If you made any kind of New Year’s resolution about reading more, it always helps to jump start that new habit with hard-to-put-down books. Here’s what I was into this month, so far:

“The Negotiator” by Frederick Forsyth (1989) Even if Cold War-era espionage novels are dated, when you craft plots and characters as well as Forsyth, they’re still great reads. This is one of his best: a presidential family member is kidnapped, Texas oil tycoons plot a Saudi coup, and a reluctant hero named Quinn has to try and save the day, and figure out why he may not be able to.

“The Hanging Garden” by Ian Rankin (1998) If you like police mysteries, read the whole John Rebus series by Rankin, set in England and Scotland, in order. Rankin has become of my two or three favorite mystery writers, yet most American readers have never heard of him.

“Shotgun” by Ed McBain (1968) Back stateside for another 87th Precinct police mystery, with a twist you may figure out before the end. I still enjoyed getting there.

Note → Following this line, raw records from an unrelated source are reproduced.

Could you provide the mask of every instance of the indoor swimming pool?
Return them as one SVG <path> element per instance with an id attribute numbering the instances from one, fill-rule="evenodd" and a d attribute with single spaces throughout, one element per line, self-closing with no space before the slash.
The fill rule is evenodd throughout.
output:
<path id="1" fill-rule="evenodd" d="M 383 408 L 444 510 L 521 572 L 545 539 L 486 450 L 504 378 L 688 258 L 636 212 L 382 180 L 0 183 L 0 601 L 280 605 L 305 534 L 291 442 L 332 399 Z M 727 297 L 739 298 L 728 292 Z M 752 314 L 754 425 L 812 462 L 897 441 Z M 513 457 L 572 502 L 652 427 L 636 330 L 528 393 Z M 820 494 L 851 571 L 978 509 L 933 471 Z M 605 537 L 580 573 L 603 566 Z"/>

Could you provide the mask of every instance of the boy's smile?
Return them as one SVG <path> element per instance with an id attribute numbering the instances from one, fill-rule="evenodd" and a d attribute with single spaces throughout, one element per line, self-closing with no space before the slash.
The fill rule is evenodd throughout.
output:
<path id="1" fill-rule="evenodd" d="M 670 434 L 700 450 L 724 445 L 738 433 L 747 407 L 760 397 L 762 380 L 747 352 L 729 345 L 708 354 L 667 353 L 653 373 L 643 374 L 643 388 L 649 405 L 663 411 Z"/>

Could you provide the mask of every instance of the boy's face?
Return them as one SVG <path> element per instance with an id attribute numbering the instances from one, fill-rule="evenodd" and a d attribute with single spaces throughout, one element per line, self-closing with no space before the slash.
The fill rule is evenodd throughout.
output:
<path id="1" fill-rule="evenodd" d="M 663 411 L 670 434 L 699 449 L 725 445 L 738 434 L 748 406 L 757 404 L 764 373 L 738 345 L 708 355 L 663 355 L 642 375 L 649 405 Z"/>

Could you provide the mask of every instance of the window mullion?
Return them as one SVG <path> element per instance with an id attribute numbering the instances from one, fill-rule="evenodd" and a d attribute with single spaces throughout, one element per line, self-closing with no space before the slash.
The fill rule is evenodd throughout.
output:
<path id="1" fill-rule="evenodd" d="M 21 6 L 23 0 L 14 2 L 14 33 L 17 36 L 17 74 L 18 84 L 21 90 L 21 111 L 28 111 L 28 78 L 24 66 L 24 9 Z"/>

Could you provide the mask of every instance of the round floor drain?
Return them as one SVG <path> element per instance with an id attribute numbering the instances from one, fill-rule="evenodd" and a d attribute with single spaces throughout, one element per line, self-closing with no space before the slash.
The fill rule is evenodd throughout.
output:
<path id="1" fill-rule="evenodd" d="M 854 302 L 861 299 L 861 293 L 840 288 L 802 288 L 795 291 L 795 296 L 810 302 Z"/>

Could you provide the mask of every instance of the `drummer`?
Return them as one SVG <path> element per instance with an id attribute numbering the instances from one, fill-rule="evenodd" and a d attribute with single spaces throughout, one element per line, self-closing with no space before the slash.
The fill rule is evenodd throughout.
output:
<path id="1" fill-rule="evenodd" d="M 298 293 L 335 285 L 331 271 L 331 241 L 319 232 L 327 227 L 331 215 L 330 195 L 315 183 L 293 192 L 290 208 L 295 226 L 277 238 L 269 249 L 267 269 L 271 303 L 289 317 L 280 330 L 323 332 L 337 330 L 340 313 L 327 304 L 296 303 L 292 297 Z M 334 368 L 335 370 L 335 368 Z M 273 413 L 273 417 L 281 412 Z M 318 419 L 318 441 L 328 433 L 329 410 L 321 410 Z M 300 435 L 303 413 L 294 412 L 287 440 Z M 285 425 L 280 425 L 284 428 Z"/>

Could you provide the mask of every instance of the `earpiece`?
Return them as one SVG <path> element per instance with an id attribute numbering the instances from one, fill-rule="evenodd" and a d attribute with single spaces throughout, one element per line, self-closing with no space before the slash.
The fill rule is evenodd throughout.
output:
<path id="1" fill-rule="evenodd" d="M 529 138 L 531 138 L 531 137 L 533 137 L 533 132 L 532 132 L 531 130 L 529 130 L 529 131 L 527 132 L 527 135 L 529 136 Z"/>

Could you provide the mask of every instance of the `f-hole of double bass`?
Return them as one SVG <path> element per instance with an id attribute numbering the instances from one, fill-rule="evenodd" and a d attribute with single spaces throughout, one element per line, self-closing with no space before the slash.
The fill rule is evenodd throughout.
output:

“The Mandarin Cypher” by Adam Hall (1975) Hall’s protagonist, Quiller, works for some kind of murky British spy agency. Published from the 1960s through the 1990s, they are always excellent, but also always very hard to find. I’m still trying to gather up the whole series. In “Mandarin Cypher”, Quiller thinks he’s in Hong Kong to get ready for a mission. Instead, a secretive widow with too much money and too many connections becomes the mission.

“Leadership in Turbulent Times” by Doris Kearns Goodwin  (2018) One of our greatest historians finds the leadership lessons in different phases of the public and private lives of Lincoln, Theodore and Franklin Roosevelt, and LBJ. She’s on her most familiar turf, and this book is flat-out sensational.

“The Virtue of Nationalism” by Yoram Hazony (2018). Mr. Hazony will be on our show January 23rd (and there will be a podcast on-demand). Acknowledging the bad rap the word is getting right now, this Israeli scholar makes the argument that the safest, stablest world is one of  sovereign nations. He’s persuasive in showing the reader how multi-national governments like the EU or UN (let alone hypothetical “world governments”) have the worst tendencies of imperial governments past and present.  Is nationalism perfect? No. Preferable to anything else man has come up with? Yes.

“Boston: A Topographical History” by Walter Muir Whitehead (1959) The writing is dry as a bone, but if you’re a history geek like me, you will enjoy reading about who built (and why) one of America’s most unique (and most engineered and land-managed) cities. Again, only if you are a hardcore history geek.

“The Glass Rainbow” by James Lee Burke (2010) Burke’s writing is always a love letter to his native Louisiana, reason enough to enjoy the ordeals of recovering alcoholic cop Dave Robicheaux, his best friend and unapologetic alcoholic Clete Purcel and the supporting cast. Burke novels are mysteries, poetry and ghost stories with a generous dose of conscience and heart.

“The Yiddish Policeman’s Union” by Michael Chabon (2007) Chabon is a big favorite of mine, but his best books were his Pulitzer-winning “The Amazing Adventures of Kavalier and Klay” and and his debut, “Mysteries of Pittsburgh”. Should you fall in love with him, and want to read them all, though, this one’s just ok: he imagines a world where Israel doesn’t exist and Jews have been uneasily settled in Sitka, Alaska. There, he sets a murder mystery and some truly bizarre characters.